Monday, January 2, 2012

Lehman Brothers and The Guiding Light

Date Published: 09/15/2009

What do the first anniversary of the collapse of Lehman Brothers and the last episode of The Guiding Light have in common? The Lehman Brothers was founded in 1859. The Guiding Light (“the” was dropped in 1975) started on radio in 1937 and on television in 1952. They became such established fixtures of culture in the United States that imagining life without them became unthinkable. But they are gone (Guiding Light’s last episode: Friday, September 18, 2009).

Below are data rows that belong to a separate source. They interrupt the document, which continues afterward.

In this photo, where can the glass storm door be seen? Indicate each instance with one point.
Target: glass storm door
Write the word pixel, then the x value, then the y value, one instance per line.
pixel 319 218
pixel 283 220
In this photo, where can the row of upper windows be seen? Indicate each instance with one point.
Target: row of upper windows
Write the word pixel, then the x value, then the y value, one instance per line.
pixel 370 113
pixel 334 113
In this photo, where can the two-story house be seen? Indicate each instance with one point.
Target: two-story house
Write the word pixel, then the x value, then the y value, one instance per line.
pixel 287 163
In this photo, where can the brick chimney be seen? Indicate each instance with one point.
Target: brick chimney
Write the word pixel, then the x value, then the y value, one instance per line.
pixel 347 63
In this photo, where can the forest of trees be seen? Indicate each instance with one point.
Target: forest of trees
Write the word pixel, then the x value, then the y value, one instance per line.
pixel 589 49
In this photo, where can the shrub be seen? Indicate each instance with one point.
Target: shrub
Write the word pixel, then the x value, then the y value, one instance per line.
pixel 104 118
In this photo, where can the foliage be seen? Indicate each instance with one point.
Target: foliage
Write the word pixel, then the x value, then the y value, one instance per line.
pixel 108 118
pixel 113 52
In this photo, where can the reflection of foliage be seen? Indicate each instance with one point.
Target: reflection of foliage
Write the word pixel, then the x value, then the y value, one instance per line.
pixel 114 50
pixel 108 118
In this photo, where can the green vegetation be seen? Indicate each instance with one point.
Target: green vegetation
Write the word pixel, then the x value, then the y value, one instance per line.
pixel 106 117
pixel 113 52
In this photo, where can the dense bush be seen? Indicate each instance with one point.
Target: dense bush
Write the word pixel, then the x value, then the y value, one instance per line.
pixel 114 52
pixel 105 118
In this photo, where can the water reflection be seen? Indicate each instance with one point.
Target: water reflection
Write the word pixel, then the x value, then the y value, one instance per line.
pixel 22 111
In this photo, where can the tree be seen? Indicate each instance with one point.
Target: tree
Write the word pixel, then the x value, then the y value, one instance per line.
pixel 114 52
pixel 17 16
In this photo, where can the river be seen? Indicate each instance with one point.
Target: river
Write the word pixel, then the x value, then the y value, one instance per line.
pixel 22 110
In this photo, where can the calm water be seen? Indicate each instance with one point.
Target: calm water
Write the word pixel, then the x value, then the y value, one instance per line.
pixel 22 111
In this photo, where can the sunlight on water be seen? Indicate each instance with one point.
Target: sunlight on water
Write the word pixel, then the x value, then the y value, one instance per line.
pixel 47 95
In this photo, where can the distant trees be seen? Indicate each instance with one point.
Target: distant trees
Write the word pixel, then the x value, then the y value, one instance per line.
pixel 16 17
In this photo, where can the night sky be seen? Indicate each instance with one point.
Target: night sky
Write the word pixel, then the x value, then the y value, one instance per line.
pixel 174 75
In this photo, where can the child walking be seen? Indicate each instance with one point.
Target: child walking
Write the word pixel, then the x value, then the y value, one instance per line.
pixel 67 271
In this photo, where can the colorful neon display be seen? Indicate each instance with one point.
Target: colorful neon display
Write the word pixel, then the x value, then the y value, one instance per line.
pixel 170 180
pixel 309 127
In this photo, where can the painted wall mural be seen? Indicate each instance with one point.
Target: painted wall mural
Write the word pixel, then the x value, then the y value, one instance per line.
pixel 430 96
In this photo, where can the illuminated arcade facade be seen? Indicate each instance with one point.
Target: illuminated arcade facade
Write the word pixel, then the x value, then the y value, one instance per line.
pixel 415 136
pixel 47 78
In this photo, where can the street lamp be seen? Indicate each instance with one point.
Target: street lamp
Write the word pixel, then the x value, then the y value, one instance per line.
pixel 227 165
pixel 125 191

When established institutions come to the end of their time, we are reminded that what seems permanent to us is truly transitory. Rome thought of itself as eternal. Nazi Germany called itself the “Thousand Year Reich.” The British Empire proclaimed that the sun never set on British soil. But Isaiah 40:8 tells a greater truth: “The grass withers, the flower fades; but the word of our God will stand forever.” (cf. 1 Peter 1:23)

I have never been one to compare the United States to Rome or any other past empire and wring my hands over the impending doom implicit in some growing decadence. But I do know the time will come when everything that seems so familiar and comfortable and established to us will go the way of Lehman Brothers and The Guiding Light. I say that, not with alarm or despair, but with a confidence that the Word of God will stand through all of these changes.

In our time of unsettling transitions, as generations rise and pass away, and with them their cherished institutions, the Church of Jesus Christ will persist, springing up unexpectedly out of the ashes of failed human creations. The persistence of the Church points ahead to the only truly eternal hope: the Kingdom of God. When we try to substitute anything transitory for the Kingdom of God, we are susceptible to idolatry. But when we keep our focus on the Kingdom of God, we can proceed through all transitions, however tumultuous they may be, with hope and a steady course.